Skandal oder Seifenblase? Die staatlichen Jugendschützer werfen Online-Auktionatoren wie EBay oder Ricardo vor, jugendgefährdendes Material anzubieten.

Hamburg – Die Bundesprüfstelle für jugendgefährdende Schriften (BPJS) hat Online-Auktionshäuser wie EBay  oder Ricardo  im Visier. Die Web-Dienste sollen in großem Umfang indizierte Waren und Programme anbieten.

Nach einem Bericht des Branchendienstes Heise.de will sich die Leiterin der Behörde, Elke Monssen-Engberding, dafür einsetzen, dass Versteigerungsseiten in die Liste der für Minderjährige nicht zugänglichen Werke aufgenommen werden.

Daraus dürfte nichts werden. Wie die BPJS gegenüber manager-magazin.de schriftlich mitteilte, kann ein Medium nur in die Liste der indizierten Schriften aufgenommen werden, wenn von ihm selbst eine Jugendgefährdung ausgeht. EBay und Ricardo sind demnach nur Vermittler, nicht aber Anbieter des Materials.

Die Behörde beeilte sich auch gleich mitzuteilen, dass lediglich auf das Problem hingewiesen werden sollte. Von einer bevorstehenden Indizierung könne nicht die Rede sein.
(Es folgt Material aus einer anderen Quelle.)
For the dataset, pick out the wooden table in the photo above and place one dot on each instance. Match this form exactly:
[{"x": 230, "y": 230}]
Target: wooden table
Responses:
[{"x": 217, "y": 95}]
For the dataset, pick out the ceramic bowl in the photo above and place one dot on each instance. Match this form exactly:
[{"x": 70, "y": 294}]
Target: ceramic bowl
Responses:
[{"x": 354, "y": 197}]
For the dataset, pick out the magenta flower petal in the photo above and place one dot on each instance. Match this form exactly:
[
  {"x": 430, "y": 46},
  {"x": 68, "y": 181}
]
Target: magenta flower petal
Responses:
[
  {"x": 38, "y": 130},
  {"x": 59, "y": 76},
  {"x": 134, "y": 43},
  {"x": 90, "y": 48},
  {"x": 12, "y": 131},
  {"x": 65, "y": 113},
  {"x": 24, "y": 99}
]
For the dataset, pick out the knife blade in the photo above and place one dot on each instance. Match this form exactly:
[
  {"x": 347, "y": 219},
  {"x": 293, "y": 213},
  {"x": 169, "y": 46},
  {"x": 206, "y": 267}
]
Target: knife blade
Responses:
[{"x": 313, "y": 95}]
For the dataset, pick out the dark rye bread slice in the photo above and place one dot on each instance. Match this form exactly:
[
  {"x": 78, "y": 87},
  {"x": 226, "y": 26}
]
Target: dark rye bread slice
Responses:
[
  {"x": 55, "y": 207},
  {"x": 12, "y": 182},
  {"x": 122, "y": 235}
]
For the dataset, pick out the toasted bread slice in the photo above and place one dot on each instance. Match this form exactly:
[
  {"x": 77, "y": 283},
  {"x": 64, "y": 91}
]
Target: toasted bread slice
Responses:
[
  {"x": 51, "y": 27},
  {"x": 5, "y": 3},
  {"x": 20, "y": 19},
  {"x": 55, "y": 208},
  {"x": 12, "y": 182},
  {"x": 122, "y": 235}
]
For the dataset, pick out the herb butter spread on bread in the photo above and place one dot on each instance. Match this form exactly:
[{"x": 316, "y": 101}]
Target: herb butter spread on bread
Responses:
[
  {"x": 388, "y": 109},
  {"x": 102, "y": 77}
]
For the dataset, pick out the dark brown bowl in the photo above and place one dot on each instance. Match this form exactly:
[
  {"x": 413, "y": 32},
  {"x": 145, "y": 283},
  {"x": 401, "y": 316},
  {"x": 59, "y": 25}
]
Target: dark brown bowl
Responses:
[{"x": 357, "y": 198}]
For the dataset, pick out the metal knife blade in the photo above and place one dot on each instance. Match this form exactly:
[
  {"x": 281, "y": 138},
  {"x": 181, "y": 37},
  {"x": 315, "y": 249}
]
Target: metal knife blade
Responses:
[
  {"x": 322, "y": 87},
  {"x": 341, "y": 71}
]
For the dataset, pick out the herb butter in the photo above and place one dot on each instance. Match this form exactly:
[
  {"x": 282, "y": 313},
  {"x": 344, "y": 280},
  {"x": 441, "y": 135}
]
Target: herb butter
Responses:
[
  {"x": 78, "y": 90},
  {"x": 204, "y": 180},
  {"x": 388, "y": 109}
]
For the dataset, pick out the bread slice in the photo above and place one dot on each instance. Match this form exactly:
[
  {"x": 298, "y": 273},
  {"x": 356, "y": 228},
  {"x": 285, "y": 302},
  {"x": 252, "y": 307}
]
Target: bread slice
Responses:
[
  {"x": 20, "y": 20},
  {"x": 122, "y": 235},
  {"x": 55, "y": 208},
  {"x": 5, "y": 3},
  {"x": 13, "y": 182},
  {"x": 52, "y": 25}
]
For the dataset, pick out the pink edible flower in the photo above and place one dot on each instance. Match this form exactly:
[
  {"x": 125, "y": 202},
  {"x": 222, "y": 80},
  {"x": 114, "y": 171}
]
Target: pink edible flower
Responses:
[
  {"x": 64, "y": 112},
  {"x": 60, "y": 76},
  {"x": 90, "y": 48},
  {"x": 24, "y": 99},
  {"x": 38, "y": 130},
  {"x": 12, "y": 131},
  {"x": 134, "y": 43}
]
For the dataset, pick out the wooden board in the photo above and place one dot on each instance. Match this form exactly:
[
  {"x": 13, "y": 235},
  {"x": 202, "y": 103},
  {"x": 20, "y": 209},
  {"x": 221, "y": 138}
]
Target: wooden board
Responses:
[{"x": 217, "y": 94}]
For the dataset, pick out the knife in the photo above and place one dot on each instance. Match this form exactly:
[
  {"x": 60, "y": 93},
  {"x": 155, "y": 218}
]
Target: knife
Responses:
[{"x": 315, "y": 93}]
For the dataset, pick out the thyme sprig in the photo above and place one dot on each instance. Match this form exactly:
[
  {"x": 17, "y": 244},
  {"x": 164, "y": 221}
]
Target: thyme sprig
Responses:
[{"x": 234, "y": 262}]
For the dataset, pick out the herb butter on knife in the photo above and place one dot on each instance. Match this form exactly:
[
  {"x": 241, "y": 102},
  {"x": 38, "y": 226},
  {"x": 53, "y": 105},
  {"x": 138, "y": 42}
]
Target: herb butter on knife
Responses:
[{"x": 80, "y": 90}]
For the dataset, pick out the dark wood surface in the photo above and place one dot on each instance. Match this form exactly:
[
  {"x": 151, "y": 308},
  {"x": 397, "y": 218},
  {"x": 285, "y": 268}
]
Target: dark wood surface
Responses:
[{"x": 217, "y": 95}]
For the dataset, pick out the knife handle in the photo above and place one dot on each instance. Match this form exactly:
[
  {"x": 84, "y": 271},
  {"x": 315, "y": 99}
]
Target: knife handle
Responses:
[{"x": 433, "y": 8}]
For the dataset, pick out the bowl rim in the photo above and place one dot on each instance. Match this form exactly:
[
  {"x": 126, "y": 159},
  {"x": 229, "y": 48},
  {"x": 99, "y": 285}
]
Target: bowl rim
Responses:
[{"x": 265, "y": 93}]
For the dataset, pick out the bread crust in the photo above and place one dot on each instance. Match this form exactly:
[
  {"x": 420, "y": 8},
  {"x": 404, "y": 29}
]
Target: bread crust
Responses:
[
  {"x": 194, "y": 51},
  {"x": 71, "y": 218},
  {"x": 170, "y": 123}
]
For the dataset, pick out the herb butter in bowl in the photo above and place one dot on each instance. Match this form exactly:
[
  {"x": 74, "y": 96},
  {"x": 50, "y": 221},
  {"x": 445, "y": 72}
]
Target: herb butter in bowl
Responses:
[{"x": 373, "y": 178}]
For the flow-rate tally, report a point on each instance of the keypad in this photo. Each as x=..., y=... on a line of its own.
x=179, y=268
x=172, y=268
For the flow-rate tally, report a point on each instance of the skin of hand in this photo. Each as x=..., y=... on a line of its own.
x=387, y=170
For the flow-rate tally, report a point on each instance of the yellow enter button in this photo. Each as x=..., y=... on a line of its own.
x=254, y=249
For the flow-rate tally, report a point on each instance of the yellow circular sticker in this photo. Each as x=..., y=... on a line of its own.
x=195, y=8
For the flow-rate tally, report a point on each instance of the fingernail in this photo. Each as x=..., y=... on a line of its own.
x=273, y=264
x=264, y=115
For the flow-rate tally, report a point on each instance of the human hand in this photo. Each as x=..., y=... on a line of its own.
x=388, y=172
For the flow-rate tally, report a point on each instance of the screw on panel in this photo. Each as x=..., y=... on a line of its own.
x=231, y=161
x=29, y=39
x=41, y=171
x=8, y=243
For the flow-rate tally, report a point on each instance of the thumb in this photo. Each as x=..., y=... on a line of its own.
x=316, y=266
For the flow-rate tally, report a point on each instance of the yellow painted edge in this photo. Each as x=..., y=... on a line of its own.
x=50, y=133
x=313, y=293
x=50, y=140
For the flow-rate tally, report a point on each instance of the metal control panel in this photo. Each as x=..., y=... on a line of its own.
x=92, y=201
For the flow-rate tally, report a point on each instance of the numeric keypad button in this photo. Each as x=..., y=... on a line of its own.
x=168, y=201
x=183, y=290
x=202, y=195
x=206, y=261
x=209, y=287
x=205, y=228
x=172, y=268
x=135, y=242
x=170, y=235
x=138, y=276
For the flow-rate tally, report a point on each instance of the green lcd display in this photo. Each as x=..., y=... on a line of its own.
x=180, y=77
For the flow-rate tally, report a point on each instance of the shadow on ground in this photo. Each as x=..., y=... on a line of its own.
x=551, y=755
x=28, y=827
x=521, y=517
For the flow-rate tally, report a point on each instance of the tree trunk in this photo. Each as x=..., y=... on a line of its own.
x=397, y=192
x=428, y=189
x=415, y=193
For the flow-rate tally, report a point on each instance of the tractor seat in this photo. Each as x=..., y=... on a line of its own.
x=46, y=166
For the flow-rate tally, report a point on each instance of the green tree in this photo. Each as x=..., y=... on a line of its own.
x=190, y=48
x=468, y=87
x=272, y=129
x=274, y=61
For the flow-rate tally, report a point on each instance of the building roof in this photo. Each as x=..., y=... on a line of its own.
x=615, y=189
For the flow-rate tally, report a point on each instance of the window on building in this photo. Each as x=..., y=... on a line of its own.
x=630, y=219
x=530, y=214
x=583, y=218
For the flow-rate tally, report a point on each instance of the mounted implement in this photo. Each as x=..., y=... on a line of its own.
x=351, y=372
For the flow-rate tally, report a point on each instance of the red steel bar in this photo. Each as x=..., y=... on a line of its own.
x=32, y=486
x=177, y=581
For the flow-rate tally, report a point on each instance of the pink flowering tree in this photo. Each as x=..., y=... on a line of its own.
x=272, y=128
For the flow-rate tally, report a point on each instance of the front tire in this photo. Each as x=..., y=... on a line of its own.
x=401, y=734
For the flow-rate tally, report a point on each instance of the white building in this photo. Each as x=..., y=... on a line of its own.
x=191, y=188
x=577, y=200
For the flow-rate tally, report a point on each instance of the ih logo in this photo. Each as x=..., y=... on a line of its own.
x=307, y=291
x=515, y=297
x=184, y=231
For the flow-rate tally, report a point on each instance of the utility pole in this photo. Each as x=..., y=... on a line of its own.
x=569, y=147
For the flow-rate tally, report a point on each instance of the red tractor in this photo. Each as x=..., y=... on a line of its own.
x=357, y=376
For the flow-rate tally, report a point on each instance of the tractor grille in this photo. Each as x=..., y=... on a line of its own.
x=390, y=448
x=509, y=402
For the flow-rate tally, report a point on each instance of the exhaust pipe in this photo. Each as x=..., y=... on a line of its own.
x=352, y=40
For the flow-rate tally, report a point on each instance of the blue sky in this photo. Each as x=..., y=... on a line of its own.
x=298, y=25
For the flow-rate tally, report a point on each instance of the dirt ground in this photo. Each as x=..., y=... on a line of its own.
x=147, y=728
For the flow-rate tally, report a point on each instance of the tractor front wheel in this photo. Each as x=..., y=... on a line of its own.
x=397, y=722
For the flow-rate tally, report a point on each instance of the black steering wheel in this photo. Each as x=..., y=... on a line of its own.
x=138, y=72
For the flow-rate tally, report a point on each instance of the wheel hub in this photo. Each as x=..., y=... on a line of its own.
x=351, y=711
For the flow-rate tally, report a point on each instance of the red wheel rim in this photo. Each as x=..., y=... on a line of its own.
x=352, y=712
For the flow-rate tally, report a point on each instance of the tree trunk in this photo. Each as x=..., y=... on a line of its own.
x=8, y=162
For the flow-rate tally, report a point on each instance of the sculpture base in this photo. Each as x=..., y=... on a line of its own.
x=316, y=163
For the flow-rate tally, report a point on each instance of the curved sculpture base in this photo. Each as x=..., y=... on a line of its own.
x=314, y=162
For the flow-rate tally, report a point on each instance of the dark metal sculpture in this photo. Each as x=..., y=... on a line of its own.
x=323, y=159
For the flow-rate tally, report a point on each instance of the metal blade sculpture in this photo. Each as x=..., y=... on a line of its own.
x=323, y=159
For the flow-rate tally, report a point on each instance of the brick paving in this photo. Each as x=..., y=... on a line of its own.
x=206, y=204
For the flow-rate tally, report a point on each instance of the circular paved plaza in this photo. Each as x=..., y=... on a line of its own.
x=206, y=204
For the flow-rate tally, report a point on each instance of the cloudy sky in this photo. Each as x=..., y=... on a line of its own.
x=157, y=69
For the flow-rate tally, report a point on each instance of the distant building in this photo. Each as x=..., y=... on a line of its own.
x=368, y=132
Online-Auktionäre sehen keine Probleme

Die Beschuldigten reagieren auf die Vorwürfe gelassen. Ricardo-Sprecher Frederik Luz sagte gegenüber manager-magazin.de, dass im Angebot genau auf "sauberen Content" geachtet werde. Zuletzt wurden einige 100.000 User wegen regelwidrigen Verhaltens verbannt, unter anderem auch, weil sie Gewalt verherrlichendes und pornografisches Material angeboten hätten. Zudem würden die Inhalte permanent kontrolliert.

Auch EBay verwies auf Kontrollmechanismen. Unternehmens-Sprecher Joachim Guentert bezeichnete den gesamten Vorgang dann auch vorsichtig als "bemerkenswert". Insofern bleibt die BPJS-Intiative wohl folgenlos.